Barry Diller's Internet juggernaut IAC/InterActiveCorp took its foot out of the Hollywood door June 8, unveiling a $3.4 billion cash and stock deal to sell a minority stake in a part of NBC Universal

NEW YORK (The Hollywood Reporter) -- Barry Diller's Internet juggernaut IAC/InterActiveCorp took its foot out of the Hollywood door June 8, unveiling a $3.4 billion cash and stock deal to sell a minority stake in a part of NBC Universal back to the company, which is 80%-controlled by General Electric and 20% by Vivendi Universal Entertainment.

As part of the transaction, which observers said marked another step in Diller's focusing on the Internet space and distancing himself from the entertainment industry, IAC and Vivendi agreed to end a long-running legal fight over the size of tax-related payments that Vivendi had to make under the previous ownership structure.

The agreement also does away with some rights that allowed Diller to block certain moves and dispositions.

The deal came earlier than Wall Street observers had expected, but Diller said in a conference call that IAC's plan to split into two this summer provided a "window of opportunity" to reach a transaction that would further simplify its holdings.

The relationship between Vivendi and GE also is affected by the resolution of the IAC stake.

Vivendi said June 8 that both firms will retain the same stakes in NBC Uni and that they have agreed to push back, by one year each, their options to end their joint ownership, giving Vivendi at least one extra year to stay involved in Hollywood. When the two firms created NBC Uni, Vivendi received an option to start selling its stake in 2006, and GE got an option to call for that stake in 2009.

Vivendi said the transaction also removes a commitment to pay up to $520 million to GE to make up for potential losses if NBC Uni sells any theme parks before 2008.

"It's a very valuable asset," Vivendi CFO Jacques Espinasse said of NBC Uni at a Deutsche Bank media investor conference here. He added that Vivendi will get at least $400 million in dividend payments from the company this year, which he said is a better yield than that of other media players.

In the deal unveiled June 8, IAC agreed to sell its 5.44% common interest as well as preferred interests in Vivendi Universal Entertainment for 56.6 million in IAC common and Class B common shares owned by Vivendi, which were worth $1.4 billion at the June 7 closing price, as well as cash, including $865 million from the sale of Vivendi bonds that secured IAC's preferred interests. IAC also gets about $100 million in advertising across the NBC Uni networks over the next three years.

Vivendi said it effectively paid only $235 million in cash in the deal, and it will record a capital gain of $244 million.

IAC, on the other hand, will record an after-tax gain of about $330 million and get about $1 billion in cash after taxes. Last year, its VUE holdings benefited the bottom line to the tune of $50 million-$60 million, IAC said.

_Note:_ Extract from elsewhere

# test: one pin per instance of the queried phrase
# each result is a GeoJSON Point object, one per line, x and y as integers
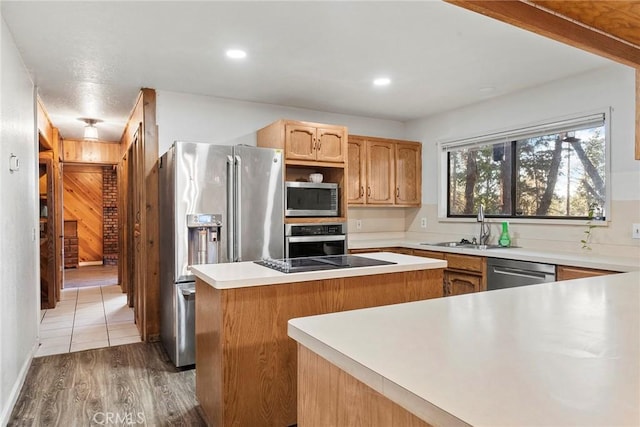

Espinasse said that the litigation over the tax-related payments had meant "there was uncertainty" that posed risk for Vivendi. The firm said it will no longer have an obligation to make annual payments of about $30 million over a 17-year period.

Wall Street observers said Diller and IAC did not make extra money in the deal with NBC Uni. "The transaction results in after-tax proceeds to IAC that, by any measure, exceed the company's publicly stated valuation of the VUE securities," IAC said in a statement.

After taxes, the value of the agreement amounts to about $2.5 billion, ahead of the $2.2 billion the firm had floated in the past, according to IAC.

But in a conference call later, Diller said IAC came only "very close" to the original value.

VUE was created in 2002 by Vivendi and IAC as part of IAC's sale of its entertainment assets to the then-fast-growing Vivendi entertainment empire. Last year, VUE became part of NBC Uni.

Diller said June 8 that the final three years of the VUE partnership were "not without drama." He also described the relationship with Vivendi as a "roller-coaster ride."

The former Hollywood mogul also was asked about his relationship with John Malone and Malone's Liberty Media, which owns an economic stake of about 20% in IAC. Malone recently suggested IAC could do with higher leverage to avoid paying taxes. Despite slight differences in tax strategies, Diller said, "I think we're in alignment." He added that Malone also agreed that the NBC Uni agreement was a good idea.